Saturday, May 2, 2009

Motorcycles: The Street Scrambler

What is a scrambler motorcycle? Back in the fifties, there was a type of competition called a scramble in England. Typical of pure English sports, there were few rules - go from here to there as fast as you can, and much of the way was cross country. The word scramble itself means a kind of undignified running and climbing on all fours. Later on, the sport split into trials riding where you could go slow but lost points for putting your feet down. Or motocross, where you went fast and had laps to do on a specified track. In the USA there were desert scrambles in California, where street bikes were modified to race off road. This was just before specialized dirt bikes began to be sold.

In the mid sixties the "street scrambler" was invented, which was mostly a marketing concept: a street bike that was modified to look like it could go off road. This was a precursor of the modern SUV. The "Street Scrambler" generally had a smaller gas tank than the street bike. I have no idea why, except that in competition you usually have a tank just big enough to finish the race. Maybe the desert scrambles were short. Also, there were high exhaust pipes. The reasoning behind those was the fact that if you crossed a stream and the engine stalled, you might get mud or water into the exhaust pipe if it was too low. Then there were the wider handlebars, with a crossbar to reinforce them in case of a crash. The front brake was a drum, not a disk, because off-road people in the seventies didn't trust disk brakes. The fenders were generally shorter, the headlight smaller, but otherwise there were no serious changes that would make these real off road bikes.

The styling changes that made a bike a scrambler were inconvenient for the road - the high pipes got in the way of the passengers feet and pumped exhaust fumes up where the passenger could complain about it. The smaller tank needed filling often.

But the big attraction was that with a street scrambler, you imagined that you could keep on going even if the road stopped. That thrill seems to never get old, and today you can get bikes that are better both on and off the road than the street scramblers. An example is the Kawasaki KLR650.

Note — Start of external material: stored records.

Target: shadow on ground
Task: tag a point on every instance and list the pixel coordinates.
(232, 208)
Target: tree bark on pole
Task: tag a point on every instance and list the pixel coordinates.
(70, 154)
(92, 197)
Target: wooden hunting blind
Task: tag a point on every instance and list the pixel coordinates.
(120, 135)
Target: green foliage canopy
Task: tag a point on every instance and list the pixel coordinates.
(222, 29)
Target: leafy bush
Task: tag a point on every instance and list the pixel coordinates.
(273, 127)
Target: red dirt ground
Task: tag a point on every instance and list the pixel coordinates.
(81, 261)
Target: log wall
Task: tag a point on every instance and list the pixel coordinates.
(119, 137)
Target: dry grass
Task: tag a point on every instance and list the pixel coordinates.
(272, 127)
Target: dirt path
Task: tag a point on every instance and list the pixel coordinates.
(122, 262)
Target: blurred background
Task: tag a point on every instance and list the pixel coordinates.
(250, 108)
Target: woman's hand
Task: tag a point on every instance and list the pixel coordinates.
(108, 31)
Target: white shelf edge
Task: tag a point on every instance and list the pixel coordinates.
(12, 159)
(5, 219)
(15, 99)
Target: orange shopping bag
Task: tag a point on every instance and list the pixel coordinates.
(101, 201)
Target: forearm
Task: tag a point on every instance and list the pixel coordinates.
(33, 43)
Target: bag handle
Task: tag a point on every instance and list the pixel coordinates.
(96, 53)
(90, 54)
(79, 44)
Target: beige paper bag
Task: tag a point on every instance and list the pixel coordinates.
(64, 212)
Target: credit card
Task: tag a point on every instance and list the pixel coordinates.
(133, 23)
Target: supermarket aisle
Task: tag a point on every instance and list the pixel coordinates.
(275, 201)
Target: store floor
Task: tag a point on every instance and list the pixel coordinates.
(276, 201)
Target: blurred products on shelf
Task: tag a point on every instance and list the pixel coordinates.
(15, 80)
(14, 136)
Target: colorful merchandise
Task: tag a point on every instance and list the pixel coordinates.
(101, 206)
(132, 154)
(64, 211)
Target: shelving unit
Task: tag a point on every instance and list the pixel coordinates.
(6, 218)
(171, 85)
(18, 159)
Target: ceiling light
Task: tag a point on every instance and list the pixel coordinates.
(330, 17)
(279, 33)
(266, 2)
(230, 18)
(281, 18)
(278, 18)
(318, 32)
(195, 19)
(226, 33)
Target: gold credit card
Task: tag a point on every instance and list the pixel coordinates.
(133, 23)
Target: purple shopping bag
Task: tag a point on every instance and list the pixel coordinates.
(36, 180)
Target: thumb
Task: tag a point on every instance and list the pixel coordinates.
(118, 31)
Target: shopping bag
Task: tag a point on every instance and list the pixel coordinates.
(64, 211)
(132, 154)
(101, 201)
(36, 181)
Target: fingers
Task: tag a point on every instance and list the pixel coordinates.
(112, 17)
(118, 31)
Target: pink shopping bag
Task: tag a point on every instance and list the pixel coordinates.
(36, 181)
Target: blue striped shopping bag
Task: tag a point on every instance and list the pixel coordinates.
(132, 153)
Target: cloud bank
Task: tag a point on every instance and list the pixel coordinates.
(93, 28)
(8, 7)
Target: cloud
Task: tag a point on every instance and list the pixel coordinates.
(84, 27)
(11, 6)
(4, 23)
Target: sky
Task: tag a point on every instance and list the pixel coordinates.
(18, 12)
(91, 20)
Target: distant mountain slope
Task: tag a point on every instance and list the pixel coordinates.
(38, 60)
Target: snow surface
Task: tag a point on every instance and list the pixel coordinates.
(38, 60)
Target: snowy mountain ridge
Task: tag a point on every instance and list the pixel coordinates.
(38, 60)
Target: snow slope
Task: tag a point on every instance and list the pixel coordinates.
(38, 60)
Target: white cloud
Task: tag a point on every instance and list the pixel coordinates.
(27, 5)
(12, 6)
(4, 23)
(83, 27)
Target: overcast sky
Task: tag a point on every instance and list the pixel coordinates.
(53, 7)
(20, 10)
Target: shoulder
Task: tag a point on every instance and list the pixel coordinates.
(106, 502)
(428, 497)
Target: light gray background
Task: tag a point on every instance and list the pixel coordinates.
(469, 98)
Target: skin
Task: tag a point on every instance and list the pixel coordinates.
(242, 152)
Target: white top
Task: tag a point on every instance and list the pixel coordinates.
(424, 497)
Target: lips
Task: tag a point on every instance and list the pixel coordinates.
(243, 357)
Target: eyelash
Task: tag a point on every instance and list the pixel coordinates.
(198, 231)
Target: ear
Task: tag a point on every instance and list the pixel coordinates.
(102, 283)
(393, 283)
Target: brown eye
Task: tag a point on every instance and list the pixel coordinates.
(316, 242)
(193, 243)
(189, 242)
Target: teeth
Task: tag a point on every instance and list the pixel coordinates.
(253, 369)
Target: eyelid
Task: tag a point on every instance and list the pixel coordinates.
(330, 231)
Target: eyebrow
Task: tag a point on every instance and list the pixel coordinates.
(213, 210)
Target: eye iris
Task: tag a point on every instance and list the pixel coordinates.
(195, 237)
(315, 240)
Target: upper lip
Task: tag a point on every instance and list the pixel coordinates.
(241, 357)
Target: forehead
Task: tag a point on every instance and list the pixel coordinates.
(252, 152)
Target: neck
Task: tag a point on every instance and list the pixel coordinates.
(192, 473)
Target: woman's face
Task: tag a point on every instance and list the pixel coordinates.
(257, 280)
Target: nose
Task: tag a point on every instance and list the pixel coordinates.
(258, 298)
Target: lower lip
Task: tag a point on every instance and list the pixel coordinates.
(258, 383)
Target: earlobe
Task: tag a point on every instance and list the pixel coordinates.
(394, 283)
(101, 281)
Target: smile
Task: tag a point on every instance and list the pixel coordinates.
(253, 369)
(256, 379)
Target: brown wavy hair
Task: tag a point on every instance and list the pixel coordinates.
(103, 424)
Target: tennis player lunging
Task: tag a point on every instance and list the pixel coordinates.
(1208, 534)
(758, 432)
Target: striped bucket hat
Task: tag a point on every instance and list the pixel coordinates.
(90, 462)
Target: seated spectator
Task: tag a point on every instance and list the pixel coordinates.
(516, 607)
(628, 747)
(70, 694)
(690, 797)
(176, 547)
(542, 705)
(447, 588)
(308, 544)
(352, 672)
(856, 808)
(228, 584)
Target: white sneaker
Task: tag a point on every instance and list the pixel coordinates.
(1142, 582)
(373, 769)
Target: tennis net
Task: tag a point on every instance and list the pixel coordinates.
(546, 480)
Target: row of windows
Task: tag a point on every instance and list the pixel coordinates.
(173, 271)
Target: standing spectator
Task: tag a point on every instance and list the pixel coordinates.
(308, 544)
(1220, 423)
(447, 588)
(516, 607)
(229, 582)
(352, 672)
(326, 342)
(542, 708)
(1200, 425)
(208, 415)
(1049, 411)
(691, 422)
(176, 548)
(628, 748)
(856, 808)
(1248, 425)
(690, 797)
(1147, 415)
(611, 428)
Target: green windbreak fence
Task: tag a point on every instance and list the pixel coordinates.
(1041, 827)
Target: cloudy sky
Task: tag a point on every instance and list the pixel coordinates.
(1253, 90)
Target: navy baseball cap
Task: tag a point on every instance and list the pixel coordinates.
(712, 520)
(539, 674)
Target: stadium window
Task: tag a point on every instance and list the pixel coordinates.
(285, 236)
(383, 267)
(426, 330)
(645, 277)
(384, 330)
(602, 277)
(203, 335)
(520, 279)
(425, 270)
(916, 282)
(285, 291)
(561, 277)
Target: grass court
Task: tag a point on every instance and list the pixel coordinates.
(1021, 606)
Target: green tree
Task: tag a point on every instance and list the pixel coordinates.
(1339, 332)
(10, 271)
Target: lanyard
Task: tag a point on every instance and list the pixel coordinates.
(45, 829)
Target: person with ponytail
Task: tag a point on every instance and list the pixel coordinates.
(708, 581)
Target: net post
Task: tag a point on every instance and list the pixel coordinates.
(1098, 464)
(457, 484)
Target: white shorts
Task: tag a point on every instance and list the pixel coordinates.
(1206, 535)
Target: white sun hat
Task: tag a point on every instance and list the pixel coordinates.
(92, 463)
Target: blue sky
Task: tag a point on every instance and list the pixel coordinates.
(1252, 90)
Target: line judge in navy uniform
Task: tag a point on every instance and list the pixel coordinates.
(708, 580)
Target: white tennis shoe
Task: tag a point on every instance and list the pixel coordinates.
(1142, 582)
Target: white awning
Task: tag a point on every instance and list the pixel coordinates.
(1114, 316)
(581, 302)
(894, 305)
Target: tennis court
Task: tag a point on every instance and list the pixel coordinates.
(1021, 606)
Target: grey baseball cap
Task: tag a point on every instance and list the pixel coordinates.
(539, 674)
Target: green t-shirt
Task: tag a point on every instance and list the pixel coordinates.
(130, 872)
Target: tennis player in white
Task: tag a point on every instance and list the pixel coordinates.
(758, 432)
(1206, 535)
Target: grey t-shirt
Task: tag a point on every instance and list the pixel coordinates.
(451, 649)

My 1972 Honda CL450 was a classic street scrambler. Honda kept producing them until 1974. In 1975 the scramblers disappeared without fanfare for thirty years. Then in 2005 Triumph introduced a retro street scrambler based on their new Bonneville bikes. I was thinking of buying one, but in the end I opted for a cruiser styled bike with the low seat, low floorboards, saddlebags and and windshield. For the same price it seemed like a much better deal. And I knew there was almost no chance of me ever going off road even if I had a scrambler. There is really only about one place in Ontario that you can take a street bike off road, and that's down near Turkey Point. Everywhere else, it's illegal now. All because some kid crashed while riding on a vacant lot, then the parents sued the owner, and of course everything changed.

I have a web page and journal on my CL450 at http://www.microverse.on.ca/cd175/CL450.htm

I also posted a followup blog on the 2009 Triumph scrambler
http://lostmotorcycles.blogspot.com/2009/09/triumph-street-scrambler.html joomla visitors

1 comment:

  1. Interesting article – Thanks

    I am sure the street scramblers will come back – it would be great if Metisse would make a street legal version of the desert racer.